Does immigration represent a burden or an opportunity for the host country?

Assumption: migration is a factor in the economic, social and cultural weakening of host countries.

Motivations

This logic is based on the motivations attributed to migrants: they would leave their country to benefit from generous social benefit systems (unemployment, retirement, health insurance, etc.), they would take jobs that don’t necessarily require qualifications, and therefore put downward pressure on wages. As a result, it would be the poorest people (the misery of the world) who would migrate. But to migrate, you need resources, economic, social and cultural capital… All this suggests that our solidarity systems could disappear under the weight of immigration, and justifies closing borders in favour of selective immigration.

Immigration impact

Many economists have studied this issue. While in the short term, immigration has little impact on the economy, it does have positive effects in the medium and long term: lower unemployment, higher wages, etc. In addition, by creating new housing needs and by consuming, immigrants will increase demand and therefore the labour offer. The economy is not a fixed-size cake to be shared out, where what some take is at the expense of others (Jean Tirole, Nobel Prize in Economics 2014). On the contrary, the arrival of new immigrants contributes precisely to increasing the size of the cake. Migrants expand the size of the economy, bringing in more consumers, producers, contributors, taxpayers… It is true that they are generally less well paid than others, but they are concentrated in the working ages, so the balance is positive or neutral (they have not cost the national education system, for example, because they went to school elsewhere).

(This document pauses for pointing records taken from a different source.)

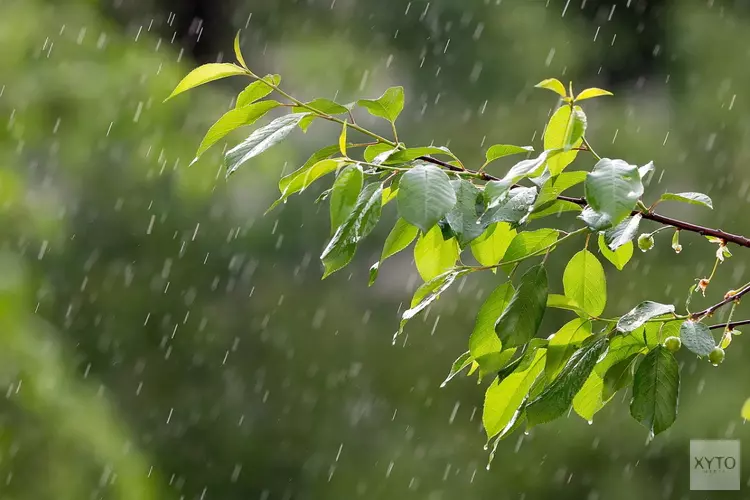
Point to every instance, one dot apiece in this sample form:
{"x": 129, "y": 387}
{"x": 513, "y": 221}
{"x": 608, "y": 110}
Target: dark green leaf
{"x": 564, "y": 343}
{"x": 558, "y": 396}
{"x": 584, "y": 282}
{"x": 344, "y": 194}
{"x": 463, "y": 218}
{"x": 260, "y": 140}
{"x": 693, "y": 198}
{"x": 504, "y": 398}
{"x": 697, "y": 338}
{"x": 387, "y": 106}
{"x": 425, "y": 195}
{"x": 655, "y": 391}
{"x": 612, "y": 189}
{"x": 619, "y": 257}
{"x": 642, "y": 313}
{"x": 232, "y": 120}
{"x": 483, "y": 339}
{"x": 521, "y": 319}
{"x": 257, "y": 90}
{"x": 622, "y": 233}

While like all nationals they are entitled to public assistance and services (provided they are legally resident in most cases), it should be remembered that they contribute to the State budget by paying taxes and social security contributions in the same way as nationals. Moreover, as surprising and unfair as it may seem, undocumented migrants also pay most of these contributions, even though they are forced to live and work illegally, and are denied access to many rights, especially social ones.

Does emigration represent a burden or an opportunity for the country of origin?

A first figure to have in mind is the one of the money transfers realised by migrants. They are continuously progressing. According to the World Bank, in 1970, they represented 6 billion dollars and today they represent 860 billion dollars.

Use of funds

These funds are decisive in the improvement of life conditions of migrant families and more generally for the local development. They represent:

  • Resources for households
  • Offsetting imbalances in the balance of trade (import/export ratio)
  • Development of projects in regions of origin
  • Participation in the local economy
  • Privileged method of cooperation with countries of origin, particularly for less qualified people

These fund transfers are essential as they are complementary to the official development assistance (ODA), which uses the development aid as a tool of foreign policy (e.g. used to sign lucrative contracts for companies in industrialised countries). 85% of development aid is given directly to governments, 14% to organisations in donor countries and only 0.8% to organisations, associations and local authorities, which are the real players in development.

Various aspects

Another thing to take into account is the professional and personal experience that has been acquired at the international level when there is a return migration. This makes migrants powerful stakeholders of the economic development of their region of origin.

Migrants also have a strong propensity to create their own businesses thanks to the savings they accumulated abroad.

In the long-term, emigration can have positive spin-offs as second generations also have a role to play. ‘Today, some young people of immigrant origin (2nd generation) are contributing to the development of their parents’ country of origin. Some of these young people would probably never have gone to school if their parents hadn’t migrated’ – Mamadou Ba, CADERKAF deputy secretary for external relations, international cooperation, immigration and co-dvpt.